A nurse on the psychiatric unit is caring for a patient with schizophrenia who recently started clozapine. Upon assessment, the patient has a temperature of 101.2 F, heart rate of 97 beats per minute, and a productive cough. The patient’s laboratory findings which show hemoglobin 15 g/dL, hematocrit 42%, WBC of 1700/mm³, and ANC (absolute neutrophil count) of 700/mm³. The nurse suspects what?

Neutropenia related to clozapine therapy


•Neutropenia is a decrease in the neutrophil count in the blood. Patients with a decreased neutrophil count are at an increased risk for infection because neutrophils are blood cells that fight infectious agents in the body.

•Some drugs increase the risk of developing neutropenia, including Clozaril (clozapine). Patients on this drug should be monitored for signs of infection, and laboratory work should be checked regularly for decreasing neutrophils (neutropenia).  Patients on clozapine are registered and adverse effects are tracked by each manufacturer on a registry.

•An ANC <1,000/mm³ would require precautions to prevent infection and likely discontinuation of the medication until levels return to normal.

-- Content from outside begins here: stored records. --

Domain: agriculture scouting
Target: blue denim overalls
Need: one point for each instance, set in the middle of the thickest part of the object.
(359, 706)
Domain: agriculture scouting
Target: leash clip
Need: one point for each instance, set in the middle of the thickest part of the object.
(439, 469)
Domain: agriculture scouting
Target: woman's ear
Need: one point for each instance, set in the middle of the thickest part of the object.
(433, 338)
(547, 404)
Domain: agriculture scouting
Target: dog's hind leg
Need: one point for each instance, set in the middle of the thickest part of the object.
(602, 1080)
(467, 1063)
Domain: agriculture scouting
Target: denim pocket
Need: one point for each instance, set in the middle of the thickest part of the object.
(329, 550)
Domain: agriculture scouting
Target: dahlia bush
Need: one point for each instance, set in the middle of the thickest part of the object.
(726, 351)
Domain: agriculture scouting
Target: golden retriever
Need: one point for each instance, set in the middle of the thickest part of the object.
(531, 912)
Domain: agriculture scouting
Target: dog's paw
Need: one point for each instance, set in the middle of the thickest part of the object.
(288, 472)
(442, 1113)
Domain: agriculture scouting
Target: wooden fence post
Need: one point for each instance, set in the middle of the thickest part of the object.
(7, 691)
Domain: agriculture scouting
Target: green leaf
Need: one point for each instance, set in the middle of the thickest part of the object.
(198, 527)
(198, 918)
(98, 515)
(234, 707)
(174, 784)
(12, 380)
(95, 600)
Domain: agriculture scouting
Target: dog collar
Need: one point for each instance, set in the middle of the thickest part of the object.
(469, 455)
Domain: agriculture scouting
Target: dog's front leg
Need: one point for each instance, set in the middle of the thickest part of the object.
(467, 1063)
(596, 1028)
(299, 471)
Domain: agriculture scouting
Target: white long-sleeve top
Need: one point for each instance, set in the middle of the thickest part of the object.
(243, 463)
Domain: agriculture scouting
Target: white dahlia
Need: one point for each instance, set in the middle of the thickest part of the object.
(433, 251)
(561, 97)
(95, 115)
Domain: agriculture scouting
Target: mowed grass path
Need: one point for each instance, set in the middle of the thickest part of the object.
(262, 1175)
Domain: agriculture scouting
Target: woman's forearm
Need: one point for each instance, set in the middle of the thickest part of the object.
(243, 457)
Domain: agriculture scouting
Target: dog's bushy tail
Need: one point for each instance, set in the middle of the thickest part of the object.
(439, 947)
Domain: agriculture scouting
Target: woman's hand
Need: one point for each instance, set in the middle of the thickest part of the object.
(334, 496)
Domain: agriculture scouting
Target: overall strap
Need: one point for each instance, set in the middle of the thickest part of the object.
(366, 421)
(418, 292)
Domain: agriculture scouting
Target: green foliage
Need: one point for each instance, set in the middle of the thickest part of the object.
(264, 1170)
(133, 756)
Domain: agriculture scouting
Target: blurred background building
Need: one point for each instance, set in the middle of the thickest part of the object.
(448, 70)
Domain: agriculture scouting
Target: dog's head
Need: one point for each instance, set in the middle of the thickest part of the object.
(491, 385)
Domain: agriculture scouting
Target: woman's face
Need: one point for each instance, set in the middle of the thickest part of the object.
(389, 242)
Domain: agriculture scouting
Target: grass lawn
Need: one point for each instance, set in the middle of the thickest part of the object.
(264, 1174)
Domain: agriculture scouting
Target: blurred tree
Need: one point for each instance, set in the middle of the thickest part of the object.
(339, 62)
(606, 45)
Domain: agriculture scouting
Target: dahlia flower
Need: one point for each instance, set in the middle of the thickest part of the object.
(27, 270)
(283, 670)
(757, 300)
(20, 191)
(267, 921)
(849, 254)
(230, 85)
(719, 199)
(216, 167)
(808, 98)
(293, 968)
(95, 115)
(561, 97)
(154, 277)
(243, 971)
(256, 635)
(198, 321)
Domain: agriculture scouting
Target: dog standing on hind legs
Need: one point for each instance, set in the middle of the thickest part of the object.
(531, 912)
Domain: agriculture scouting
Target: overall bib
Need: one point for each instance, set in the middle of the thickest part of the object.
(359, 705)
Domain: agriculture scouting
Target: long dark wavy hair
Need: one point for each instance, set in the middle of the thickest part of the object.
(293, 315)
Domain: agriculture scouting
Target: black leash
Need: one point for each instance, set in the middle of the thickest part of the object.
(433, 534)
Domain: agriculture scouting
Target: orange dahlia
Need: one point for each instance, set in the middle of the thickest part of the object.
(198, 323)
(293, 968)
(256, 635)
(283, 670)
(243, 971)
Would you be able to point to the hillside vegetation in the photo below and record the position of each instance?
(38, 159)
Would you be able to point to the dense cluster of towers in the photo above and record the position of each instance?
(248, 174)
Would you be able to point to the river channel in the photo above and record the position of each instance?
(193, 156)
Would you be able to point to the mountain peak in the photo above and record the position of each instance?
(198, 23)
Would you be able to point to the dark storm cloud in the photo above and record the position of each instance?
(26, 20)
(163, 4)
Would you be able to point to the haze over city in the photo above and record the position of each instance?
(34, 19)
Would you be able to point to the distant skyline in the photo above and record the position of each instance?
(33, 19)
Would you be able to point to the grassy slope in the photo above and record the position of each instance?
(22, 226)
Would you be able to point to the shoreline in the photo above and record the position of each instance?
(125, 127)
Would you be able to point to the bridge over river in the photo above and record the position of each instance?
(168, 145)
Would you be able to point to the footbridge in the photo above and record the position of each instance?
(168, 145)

•Clozapine may cause neutropenia, but not leukemia. Leukemia is an increased production of white blood cells which is the opposite condition from neutropenia.

•Aplastic anemia causes a decrease in WBC, RBCs and platelets, and is not caused by clozapine.

•While some respiratory infections like pneumonia may be acquired as nosocomial infections, delusions can not be attributed as a contributing factor. If a patient on clozapine developed a respiratory infection, it may be related to possible neutropenia. This is why ANC levels are monitoring very closely while patients are on clozapine.